From a Reddit post, I’ve seen code like this:
#![feature(core_intrinsics)]
const N: usize = 65_536;
#[inline(never)]
pub fn max_array(x: &mut[f64; N], y: &[f64; N]) {
debug_assert!(x.len() == y.len());
unsafe {
std::intrinsics::assume(x.as_ptr() as usize % 64 == 0);
std::intrinsics::assume(y.as_ptr() as usize % 64 == 0);
}
for i in 0 .. x.len() {
x[i] = if y[i] > x[i] { y[i] } else { x[i] };
}
}
Compiling that code like this, with the latest nightly:
rust -C opt-level=3 -C target-feature=+avx512f --emit asm temp.rs
You get:
_ZN4temp9max_array17ha1ddfb82e16f921aE:
xorl %eax, %eax
.align 16, 0x90
.LBB0_1:
vmovapd (%rdx,%rax,8), %zmm0
vmovapd 64(%rdx,%rax,8), %zmm1
vmovapd 128(%rdx,%rax,8), %zmm2
vmovapd 192(%rdx,%rax,8), %zmm3
vmaxpd (%rcx,%rax,8), %zmm0, %zmm0
vmaxpd 64(%rcx,%rax,8), %zmm1, %zmm1
vmaxpd 128(%rcx,%rax,8), %zmm2, %zmm2
vmaxpd 192(%rcx,%rax,8), %zmm3, %zmm3
vmovapd %zmm0, (%rcx,%rax,8)
vmovapd %zmm1, 64(%rcx,%rax,8)
vmovapd %zmm2, 128(%rcx,%rax,8)
vmovapd %zmm3, 192(%rcx,%rax,8)
addq $32, %rax
cmpq $65536, %rax
jne .LBB0_1
retq
Without the assumes you get:
_ZN4temp9max_array17ha1ddfb82e16f921aE:
xorl %eax, %eax
.align 16, 0x90
.LBB0_1:
vmovupd (%rdx,%rax,8), %zmm0
vmovupd 64(%rdx,%rax,8), %zmm1
vmovupd 128(%rdx,%rax,8), %zmm2
vmovupd 192(%rdx,%rax,8), %zmm3
vmaxpd (%rcx,%rax,8), %zmm0, %zmm0
vmaxpd 64(%rcx,%rax,8), %zmm1, %zmm1
vmaxpd 128(%rcx,%rax,8), %zmm2, %zmm2
vmaxpd 192(%rcx,%rax,8), %zmm3, %zmm3
vmovupd %zmm0, (%rcx,%rax,8)
vmovupd %zmm1, 64(%rcx,%rax,8)
vmovupd %zmm2, 128(%rcx,%rax,8)
vmovupd %zmm3, 192(%rcx,%rax,8)
addq $32, %rax
cmpq $65536, %rax
jne .LBB0_1
retq
The version with the assumes uses vmovapd (aligned) instead of vmovupd.
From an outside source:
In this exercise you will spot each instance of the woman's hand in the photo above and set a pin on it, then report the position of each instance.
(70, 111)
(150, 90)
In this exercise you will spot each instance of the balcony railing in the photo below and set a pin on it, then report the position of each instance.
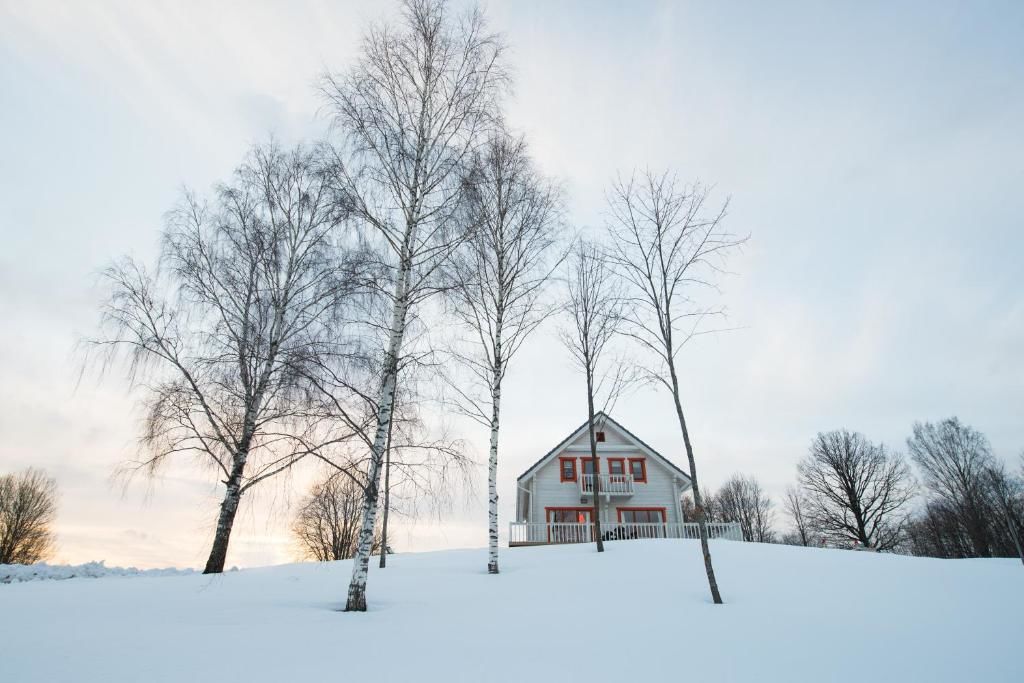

I can think of a simple way to avoid unsafe code and allow the max performance for numeric code, introducing a third optional argument for arrays and vectors:
let a = [0f64; 1024; 64];
let v = vec![0f64; 1024; 64];
fn foo(a: &[f64; 1024; 64], b: Vec<f64, 64>) {...}
The third argument is a compile time constant that represents the alignment of the chunk of memory. If this value is omitted, it’s assumed to be the standard one currently used. A function that requires a certain alignment can be called with a larger alignment too.
I think adding the memory alignment like that to the type system, allows both safety and performance. And being the extra argument optional, I think in most code you can ignore it (unless the alignment is smaller than the standard one, but you can even forbid this for simplicity).
Is this idea overkill, and too much complexity for its use cases?